A man in Kinsley, Kansas, has figured out how to turn the grain sorghum into vodka and a small business.
“Making drinking liquor from 100% sorghum grain is unique to the world,” said Tim Kyle, as he demonstrated the still he set up.
He uses milo because it grows easily in Kansas, but turning it into vodka is anything but easy.
“From when I put the grain in until it gets in the bottle takes about three weeks,” said Kyle.
Not only are there several steps to ferment the grain and then distill it, but Kyle is the only employee.
“I’m a one-man band right now because I’m the only one I can afford,” he said with a smile.
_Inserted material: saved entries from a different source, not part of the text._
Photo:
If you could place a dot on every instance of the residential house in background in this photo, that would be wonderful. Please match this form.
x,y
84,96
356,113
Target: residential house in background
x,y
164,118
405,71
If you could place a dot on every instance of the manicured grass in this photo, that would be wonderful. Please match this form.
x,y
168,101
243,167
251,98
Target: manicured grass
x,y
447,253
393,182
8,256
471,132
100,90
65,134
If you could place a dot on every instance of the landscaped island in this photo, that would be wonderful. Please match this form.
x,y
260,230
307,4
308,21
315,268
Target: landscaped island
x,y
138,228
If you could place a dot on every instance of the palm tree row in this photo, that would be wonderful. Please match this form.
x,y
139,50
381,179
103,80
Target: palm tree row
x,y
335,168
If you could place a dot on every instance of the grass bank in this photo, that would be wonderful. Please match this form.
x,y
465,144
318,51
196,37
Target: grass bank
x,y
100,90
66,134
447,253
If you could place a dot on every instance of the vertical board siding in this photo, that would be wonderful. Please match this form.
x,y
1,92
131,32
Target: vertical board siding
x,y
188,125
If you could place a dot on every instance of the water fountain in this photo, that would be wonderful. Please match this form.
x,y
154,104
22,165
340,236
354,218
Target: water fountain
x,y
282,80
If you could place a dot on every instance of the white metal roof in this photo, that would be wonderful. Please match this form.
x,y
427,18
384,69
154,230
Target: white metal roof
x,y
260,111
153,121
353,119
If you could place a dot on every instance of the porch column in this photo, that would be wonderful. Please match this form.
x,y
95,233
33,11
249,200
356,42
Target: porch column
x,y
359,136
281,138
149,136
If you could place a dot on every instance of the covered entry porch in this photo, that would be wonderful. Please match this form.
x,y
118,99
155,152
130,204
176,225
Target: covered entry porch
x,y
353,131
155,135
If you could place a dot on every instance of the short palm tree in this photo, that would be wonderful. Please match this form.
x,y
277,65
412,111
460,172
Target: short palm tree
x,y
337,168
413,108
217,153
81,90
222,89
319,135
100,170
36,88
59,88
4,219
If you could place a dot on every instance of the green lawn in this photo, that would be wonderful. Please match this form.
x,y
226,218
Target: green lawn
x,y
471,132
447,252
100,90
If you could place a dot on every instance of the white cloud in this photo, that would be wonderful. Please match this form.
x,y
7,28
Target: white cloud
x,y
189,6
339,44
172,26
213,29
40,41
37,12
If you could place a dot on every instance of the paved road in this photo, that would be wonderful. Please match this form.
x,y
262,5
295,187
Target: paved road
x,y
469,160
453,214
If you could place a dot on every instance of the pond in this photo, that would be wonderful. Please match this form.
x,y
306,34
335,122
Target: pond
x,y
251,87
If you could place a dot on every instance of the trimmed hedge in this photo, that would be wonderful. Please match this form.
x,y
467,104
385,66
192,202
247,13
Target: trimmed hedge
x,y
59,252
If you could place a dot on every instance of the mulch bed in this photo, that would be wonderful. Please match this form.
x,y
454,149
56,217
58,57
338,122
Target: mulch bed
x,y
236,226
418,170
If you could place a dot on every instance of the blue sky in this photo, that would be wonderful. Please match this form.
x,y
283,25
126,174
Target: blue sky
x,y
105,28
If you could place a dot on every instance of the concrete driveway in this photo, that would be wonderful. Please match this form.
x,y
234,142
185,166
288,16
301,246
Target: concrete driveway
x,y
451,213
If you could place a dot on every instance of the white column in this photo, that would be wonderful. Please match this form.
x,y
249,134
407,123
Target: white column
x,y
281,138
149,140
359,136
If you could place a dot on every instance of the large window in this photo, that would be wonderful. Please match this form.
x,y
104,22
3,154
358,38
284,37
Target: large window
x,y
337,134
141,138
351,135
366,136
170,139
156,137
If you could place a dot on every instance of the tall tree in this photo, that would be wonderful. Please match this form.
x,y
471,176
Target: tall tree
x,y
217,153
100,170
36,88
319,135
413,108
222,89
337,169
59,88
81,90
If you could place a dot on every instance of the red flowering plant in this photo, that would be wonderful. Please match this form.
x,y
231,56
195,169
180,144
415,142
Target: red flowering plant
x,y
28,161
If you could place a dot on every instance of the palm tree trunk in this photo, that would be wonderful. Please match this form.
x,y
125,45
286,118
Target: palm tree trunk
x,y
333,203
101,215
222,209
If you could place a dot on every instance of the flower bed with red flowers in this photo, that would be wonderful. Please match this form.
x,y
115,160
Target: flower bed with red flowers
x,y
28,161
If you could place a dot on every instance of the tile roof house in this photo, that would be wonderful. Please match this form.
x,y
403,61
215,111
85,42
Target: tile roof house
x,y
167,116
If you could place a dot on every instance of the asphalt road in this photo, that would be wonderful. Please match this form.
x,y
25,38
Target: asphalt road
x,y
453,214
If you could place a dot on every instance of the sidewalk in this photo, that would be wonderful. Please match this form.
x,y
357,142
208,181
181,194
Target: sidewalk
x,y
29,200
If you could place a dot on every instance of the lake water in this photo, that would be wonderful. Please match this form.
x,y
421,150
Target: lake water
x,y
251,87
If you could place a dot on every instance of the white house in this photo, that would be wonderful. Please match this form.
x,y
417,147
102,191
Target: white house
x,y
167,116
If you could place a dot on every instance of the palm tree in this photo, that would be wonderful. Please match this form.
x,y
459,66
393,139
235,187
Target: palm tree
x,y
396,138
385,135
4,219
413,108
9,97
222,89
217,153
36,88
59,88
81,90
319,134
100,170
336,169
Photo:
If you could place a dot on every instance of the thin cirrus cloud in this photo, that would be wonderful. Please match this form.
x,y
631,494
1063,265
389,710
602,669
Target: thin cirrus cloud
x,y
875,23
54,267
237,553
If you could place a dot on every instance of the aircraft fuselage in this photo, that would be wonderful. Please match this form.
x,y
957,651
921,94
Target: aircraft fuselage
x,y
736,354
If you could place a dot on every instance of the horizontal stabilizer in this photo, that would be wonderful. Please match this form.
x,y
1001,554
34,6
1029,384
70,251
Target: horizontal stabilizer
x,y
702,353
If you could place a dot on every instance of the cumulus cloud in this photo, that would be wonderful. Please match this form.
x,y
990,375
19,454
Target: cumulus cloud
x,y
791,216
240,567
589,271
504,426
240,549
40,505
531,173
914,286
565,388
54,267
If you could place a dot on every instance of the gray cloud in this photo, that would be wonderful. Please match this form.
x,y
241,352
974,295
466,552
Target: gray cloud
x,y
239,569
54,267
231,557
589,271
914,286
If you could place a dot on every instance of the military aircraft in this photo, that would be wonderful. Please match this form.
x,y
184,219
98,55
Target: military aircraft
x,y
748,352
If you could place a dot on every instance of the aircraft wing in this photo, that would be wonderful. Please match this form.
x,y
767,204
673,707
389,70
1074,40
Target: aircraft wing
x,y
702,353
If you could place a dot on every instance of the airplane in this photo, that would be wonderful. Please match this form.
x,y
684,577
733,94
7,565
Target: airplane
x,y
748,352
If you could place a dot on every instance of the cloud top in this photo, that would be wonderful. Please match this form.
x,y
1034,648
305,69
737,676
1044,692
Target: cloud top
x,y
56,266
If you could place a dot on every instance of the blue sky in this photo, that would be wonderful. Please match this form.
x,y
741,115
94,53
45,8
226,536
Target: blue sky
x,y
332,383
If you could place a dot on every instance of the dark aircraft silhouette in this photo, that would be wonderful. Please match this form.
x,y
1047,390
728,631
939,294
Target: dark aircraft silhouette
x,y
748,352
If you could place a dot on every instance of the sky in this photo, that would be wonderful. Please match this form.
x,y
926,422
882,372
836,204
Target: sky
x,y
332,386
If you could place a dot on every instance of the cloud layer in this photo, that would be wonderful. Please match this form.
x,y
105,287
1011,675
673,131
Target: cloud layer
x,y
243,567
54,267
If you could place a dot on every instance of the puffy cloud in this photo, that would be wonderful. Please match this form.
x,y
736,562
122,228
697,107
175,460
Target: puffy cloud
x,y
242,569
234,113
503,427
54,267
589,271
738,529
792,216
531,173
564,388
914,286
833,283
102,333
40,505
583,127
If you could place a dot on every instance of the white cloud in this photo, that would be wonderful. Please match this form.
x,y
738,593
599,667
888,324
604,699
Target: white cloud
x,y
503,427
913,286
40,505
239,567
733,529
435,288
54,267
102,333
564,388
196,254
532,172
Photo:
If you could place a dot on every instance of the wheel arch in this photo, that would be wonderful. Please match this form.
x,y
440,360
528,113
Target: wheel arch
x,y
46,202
From the production of the vodka to the bottling of it, Kyle does it all by hand. He puts a label on each glass container, uses a filling machine to add the liquor, and then corks and shrink-wraps each bottle.
Even the name of the liquor, “Ornery Brother,” is personal.
“Let’s just say for the four or five generations I’m aware of, I don’t know a male in my family that doesn’t qualify,” he said laughing.
Kyle opened his micro-distillery in a once-vacant building in downtown Kinsley.
“They’re just happy we’ve taken a building that was basically abandoned in the 1990’s and are putting it back to use.”
Someday, he hopes to create a few jobs for the town.
“The help I’ve gotten from everybody in the community makes it feel much more like a communal effort instead of a one man, one guy against the world kind of thing,” said Kyle.
But right now, he can barely keep up with demand from liquor stores. With every box he sells, this “Ornery Brother” is becoming a legitimate success.
The milo vodka is now available in more than 100 liquor stores in Kansas.
If you are not a fan of vodka, just wait– Kyle is also working on a recipe for gin!